И вот уже в очередном всполохе передо мною маячит заветный дуб. Забегаю чуть вперед, к воротам, и через них проникаю на поле, которое успело превратиться в болото. Насквозь промокшие высокие травы стали опасны для путника. Дважды подряд спотыкаюсь, падаю на руки и колени, но в конце концов добираюсь до обожженного огнем стихии ствола – голого и белого посреди тьмы, словно маяк, окруженный штормовыми водами моря.
Ну, конечно. Мой дуб и есть мой маяк. Недаром я так преданно любила его все эти годы.
Прижимаю ладонь к стволу и скольжу ею вниз, к корням, а там ощупываю землю в поисках местечка помягче. Найдя такое – без острых выступов – принимаюсь ожесточенно копать, совсем как тот сквайр с охотничьей сворой, из баллады. Вода сразу заполняет каждый сантиметр ямки, я напрасно вычерпываю ее, через несколько минут бросаю, заново начинаю в другой точке, потом в третьей, четвертой.

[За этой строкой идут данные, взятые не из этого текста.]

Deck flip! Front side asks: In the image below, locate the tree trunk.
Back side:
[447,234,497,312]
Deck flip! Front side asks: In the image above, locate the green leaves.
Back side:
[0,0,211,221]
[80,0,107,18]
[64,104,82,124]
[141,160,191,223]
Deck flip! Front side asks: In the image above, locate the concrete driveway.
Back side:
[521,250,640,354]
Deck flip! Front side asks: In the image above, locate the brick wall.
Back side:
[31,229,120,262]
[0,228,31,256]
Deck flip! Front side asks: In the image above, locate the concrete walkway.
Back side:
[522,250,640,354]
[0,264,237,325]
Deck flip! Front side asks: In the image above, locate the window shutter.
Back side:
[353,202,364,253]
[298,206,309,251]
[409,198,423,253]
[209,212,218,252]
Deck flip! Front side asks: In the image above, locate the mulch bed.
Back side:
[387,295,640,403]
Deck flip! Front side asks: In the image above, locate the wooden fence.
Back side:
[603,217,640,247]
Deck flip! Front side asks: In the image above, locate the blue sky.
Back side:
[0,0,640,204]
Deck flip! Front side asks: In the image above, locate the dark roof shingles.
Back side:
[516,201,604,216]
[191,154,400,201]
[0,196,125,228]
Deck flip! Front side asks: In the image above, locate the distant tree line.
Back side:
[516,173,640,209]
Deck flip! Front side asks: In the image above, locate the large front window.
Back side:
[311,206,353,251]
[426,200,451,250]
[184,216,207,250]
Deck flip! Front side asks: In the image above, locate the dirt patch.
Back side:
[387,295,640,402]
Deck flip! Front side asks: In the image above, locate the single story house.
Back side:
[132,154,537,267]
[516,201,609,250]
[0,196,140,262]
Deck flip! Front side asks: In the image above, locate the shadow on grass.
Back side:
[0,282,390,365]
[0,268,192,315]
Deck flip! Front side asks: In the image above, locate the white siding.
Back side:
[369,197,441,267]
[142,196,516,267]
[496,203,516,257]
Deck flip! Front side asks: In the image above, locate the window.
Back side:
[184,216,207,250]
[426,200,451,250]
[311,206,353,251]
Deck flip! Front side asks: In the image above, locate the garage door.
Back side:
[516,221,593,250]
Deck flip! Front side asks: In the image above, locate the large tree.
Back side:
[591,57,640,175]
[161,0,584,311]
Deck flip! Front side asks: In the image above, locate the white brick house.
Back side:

Тут гром и молния над моей головой сплетаются в единый свето-грохот, и от этого невыносимого единства я вскрикиваю, как раненая, и падаю на грязную топкую почву, руками крест-накрест пытаюсь закрыться от ослепительного бело-синего блеска и жду, когда сверху на меня обрушится град обломанных сучьев. Если бы в момент вспышки набраться смелости и поднять голову, видно было бы до дальнего конца поля – такой яркий случился разряд.
Но дерево устояло, не потеряв ни ветки. Я все еще жива, выгребаюсь как могу из грязи и подбираю совок, хотя отчаянно дрожу под натиском стихии, и вся решимость в моем сердце растаяла. Единственное, что удерживает меня от порыва пулей метнуться назад, под родной кров, – это мысль о Джессе на другом конце города, в тесной камере. Он слышит бурю, но не видит ее…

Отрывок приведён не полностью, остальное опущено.